Background: The generation during hemodialysis of activated complement fragments and reactive oxygen species, including nitric oxide (NO), may affect peripheral blood mononuclear cell (PBMC) function. Currently, little is known about signal transduction pathways involved in PBMC activation. Jun N-terminal kinase (JNK) is a novel mitogen-activated protein (MAP) kinase phosphorylated and activated in response to oxidative stress and directly involved in cell activation.
Methods: The present study evaluated the activation of JNK in PBMCs isolated from eight uremic patients undergoing, in a randomized manner, three month-subsequent periods of hemodialysis with a low-flux cellulose acetate (CA) and a vitamin E-modified cellulose membrane (CL-E). After each period of treatment, PBMCs were harvested before (T0), during (T15) and after three hours (T180) of dialysis. At the indicated time points, plasma C5b-9 generation by ELISA and inducible NO synthase (iNOS) gene expression by in situ hybridization were evaluated also. The activation of JNK was studied by Western blotting using a specific monoclonal anti-phospho-JNK antibody, which recognizes the activated form of JNK.
Results: At T0, a significant increase in plasma C5b-9 levels was found in CA patients compared to CL-E-treated patients. During hemodialysis, C5b-9 levels rose more significantly in CA patients than in CL-E patients and returned to baseline values only in CL-E patients. At the same time, in CA patients an increased iNOS gene expression was observed at T180 together with a striking activation of JNK. By contrast, PBMC from CL-E-treated patients showed undetectable levels of phospho-JNK and a significant reduction in iNOS expression. Interestingly, incubation of PBMCs with normal human plasma (10%), activated by contact with a cellulosic membrane, induced a time-dependent increase in JNK phosphorylation that was completely inhibited by blocking complement cascade activation.

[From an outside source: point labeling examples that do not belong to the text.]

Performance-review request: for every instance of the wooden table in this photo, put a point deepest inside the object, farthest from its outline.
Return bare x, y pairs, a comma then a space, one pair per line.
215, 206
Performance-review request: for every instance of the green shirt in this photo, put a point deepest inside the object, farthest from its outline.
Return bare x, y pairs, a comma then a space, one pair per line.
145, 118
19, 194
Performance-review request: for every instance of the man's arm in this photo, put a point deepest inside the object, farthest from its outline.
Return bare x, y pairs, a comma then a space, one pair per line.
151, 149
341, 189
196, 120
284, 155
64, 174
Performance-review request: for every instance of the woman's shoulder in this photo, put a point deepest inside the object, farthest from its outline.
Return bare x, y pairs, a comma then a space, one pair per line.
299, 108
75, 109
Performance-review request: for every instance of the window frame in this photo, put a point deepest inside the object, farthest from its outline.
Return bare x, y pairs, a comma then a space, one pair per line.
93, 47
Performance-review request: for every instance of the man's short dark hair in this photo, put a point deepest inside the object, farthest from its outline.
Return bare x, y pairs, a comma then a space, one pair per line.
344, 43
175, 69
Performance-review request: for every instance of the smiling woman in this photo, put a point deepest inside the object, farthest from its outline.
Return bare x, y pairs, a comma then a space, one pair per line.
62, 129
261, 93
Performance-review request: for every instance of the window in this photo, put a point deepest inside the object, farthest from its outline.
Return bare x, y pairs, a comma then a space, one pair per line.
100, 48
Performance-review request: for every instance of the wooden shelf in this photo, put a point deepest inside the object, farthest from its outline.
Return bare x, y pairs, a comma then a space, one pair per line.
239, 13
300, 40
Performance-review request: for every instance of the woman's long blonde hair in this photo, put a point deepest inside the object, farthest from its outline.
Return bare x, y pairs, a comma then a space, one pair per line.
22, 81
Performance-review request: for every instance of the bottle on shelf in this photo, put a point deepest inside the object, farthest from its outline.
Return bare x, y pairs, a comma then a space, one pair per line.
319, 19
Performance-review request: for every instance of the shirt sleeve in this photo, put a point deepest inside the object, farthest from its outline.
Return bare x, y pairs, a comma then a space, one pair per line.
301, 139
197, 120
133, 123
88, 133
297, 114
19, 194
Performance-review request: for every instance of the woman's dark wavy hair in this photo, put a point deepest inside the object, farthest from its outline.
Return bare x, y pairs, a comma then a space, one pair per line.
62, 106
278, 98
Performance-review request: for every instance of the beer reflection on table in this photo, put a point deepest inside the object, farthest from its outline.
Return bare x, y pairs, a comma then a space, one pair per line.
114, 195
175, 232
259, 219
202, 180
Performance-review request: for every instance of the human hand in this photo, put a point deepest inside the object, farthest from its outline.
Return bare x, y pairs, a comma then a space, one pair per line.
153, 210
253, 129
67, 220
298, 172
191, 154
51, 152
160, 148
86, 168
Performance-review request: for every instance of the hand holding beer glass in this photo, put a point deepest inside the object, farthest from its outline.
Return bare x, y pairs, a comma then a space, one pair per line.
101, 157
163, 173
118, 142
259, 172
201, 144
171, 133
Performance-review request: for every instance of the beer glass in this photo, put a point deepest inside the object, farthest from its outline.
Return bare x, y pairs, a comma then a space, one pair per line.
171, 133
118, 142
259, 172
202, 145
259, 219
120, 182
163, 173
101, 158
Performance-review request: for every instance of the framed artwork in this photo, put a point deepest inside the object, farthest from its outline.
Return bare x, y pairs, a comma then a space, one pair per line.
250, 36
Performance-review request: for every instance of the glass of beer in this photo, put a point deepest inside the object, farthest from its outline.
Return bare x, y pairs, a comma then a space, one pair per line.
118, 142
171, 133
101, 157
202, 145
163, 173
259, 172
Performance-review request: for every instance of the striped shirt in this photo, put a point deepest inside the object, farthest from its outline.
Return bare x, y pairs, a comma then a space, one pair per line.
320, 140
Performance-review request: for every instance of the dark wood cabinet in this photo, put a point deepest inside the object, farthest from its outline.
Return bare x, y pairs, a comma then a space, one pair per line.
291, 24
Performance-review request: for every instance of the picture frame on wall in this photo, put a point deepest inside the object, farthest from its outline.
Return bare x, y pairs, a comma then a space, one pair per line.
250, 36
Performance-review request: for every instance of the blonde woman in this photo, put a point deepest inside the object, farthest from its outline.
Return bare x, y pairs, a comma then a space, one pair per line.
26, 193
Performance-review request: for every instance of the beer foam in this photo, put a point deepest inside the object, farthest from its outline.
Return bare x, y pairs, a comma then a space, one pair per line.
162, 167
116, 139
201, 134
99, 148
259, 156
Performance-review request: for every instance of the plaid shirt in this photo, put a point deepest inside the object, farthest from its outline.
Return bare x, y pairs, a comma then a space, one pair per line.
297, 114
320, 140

Conclusion: Our data suggest that JNK phosphorylation is strikingly increased in PBMCs obtained from CA-treated patients and may represent a key cellular event in PBMC activation during dialysis with bioincompatible membranes. The activation of this signaling enzyme, mediated by active complement fragments and PBMC-dialyzer interaction, can be significantly reduced by the use of vitamin E-coated membrane.